Finally, this model did not examine the effects of adherence to treatment outcomes which could potentially vary across the treatments under consideration. Adherence with treatment in general is recognised as poor in people with cystic fibrosis and would be important to include when data are available.
K.14.13. Conclusion
Given that NICE HTA recommendations are in place for tobramycin and colistimethate sodium (NICE TA276), the ability of the first 3 comparisons in the model to inform the committee’s recommendations is limited. However, if “no treatment” is not an option, the results (comparison 1) reflect NICE TA276 to offer colistimethate sodium as first line.
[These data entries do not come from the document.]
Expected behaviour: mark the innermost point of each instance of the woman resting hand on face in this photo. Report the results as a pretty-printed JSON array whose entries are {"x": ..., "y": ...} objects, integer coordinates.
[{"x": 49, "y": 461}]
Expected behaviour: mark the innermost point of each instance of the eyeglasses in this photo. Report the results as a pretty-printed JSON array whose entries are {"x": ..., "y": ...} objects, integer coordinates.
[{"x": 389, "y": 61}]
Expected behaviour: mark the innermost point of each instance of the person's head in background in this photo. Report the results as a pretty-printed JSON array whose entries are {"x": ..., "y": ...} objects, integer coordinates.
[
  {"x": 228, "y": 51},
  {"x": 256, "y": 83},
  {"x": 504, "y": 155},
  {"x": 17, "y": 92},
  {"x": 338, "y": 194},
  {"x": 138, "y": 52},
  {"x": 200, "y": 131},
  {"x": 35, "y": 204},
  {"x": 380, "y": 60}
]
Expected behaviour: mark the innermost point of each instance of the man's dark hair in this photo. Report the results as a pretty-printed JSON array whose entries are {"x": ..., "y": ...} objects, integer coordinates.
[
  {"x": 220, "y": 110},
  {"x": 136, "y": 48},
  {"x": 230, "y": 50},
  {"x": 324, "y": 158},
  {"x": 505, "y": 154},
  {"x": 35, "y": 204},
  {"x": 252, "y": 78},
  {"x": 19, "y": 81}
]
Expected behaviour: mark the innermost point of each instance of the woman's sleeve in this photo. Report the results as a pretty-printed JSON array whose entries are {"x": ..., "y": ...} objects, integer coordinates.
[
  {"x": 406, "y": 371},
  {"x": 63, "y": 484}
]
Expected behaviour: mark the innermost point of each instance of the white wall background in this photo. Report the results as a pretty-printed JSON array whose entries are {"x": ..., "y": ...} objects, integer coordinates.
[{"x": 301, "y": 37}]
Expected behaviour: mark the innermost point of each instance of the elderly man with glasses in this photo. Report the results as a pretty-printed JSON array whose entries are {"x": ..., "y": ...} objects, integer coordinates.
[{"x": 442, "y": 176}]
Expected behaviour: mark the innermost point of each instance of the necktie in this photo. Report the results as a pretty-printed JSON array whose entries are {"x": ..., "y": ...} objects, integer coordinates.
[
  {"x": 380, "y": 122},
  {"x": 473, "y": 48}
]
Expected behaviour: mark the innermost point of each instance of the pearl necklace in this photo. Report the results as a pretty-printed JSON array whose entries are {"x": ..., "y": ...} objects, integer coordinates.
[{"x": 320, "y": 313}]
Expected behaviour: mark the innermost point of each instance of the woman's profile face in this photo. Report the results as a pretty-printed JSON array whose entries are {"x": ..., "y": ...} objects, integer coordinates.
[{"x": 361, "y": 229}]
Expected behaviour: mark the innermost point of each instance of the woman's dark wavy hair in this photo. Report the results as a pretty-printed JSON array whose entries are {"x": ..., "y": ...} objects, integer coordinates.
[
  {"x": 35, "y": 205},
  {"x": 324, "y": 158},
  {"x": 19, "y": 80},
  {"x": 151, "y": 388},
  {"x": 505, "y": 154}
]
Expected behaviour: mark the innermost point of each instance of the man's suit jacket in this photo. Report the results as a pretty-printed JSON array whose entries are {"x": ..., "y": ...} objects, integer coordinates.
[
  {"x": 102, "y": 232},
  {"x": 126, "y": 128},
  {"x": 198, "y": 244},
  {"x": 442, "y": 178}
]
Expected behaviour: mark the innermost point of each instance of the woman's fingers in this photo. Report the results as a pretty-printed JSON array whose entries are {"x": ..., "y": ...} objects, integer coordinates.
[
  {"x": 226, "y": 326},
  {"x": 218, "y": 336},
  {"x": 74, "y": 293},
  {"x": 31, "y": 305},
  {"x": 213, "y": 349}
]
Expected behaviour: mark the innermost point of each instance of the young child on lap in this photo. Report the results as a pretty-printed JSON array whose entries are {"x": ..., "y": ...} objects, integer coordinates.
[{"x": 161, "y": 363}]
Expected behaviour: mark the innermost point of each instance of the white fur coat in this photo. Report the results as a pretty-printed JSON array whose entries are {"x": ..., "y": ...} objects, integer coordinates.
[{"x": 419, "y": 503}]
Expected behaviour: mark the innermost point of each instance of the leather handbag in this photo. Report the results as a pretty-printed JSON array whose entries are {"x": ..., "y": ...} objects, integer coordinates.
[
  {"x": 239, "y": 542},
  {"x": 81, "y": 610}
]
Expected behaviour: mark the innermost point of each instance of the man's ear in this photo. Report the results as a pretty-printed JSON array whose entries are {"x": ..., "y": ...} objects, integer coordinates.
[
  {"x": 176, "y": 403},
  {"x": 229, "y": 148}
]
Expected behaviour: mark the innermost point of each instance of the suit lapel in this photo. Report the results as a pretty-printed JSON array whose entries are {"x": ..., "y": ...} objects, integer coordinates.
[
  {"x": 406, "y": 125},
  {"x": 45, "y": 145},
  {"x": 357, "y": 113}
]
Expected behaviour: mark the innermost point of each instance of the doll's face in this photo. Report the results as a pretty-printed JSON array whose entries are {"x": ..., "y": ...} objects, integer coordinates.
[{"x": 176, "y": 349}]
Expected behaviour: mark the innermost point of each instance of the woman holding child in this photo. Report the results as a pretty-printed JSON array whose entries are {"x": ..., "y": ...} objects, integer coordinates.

The model has provided evidence that aztreonam could displace nebulised tobramycin based on PAS prices, as the deterministic and probabilistic ICERs are within NICE’s upper threshold. Within the same comparison, aztreonam was shown to dominate the combination treatment, using list price or PAS prices, inferring that the additional benefits provided by tobramycin do not outweigh its additional cost. However, the limitations of the trials used to inform this comparison mean the results should be interpreted with caution.
Overall, the model is limited by the small number of trials available, and limited comparability of evidence across the trials and comparability to UK clinical practice. To reduce this uncertainty, research recommendations should be considered, to assess the cost-effectiveness of combination strategies currently in place.
The committee’s discussion regarding the associated economic benefits and harms are reported in the Full Guideline Section 9.4.3.9.3 ‘Evidence to recommendations’.
K.15. Model validation
Validation was assessed using 2 primary criteria, internal (verification) and external consistency (validation). Internal validity addresses whether the model has been implemented correctly, and examines the extent to which the mathematical calculations are performed correctly and are consistent with the model’s specifications. Face validation helps to ensure a model is constructed and used in accord with the best available evidence. This process enhances credibility with experts and increases acceptance of results.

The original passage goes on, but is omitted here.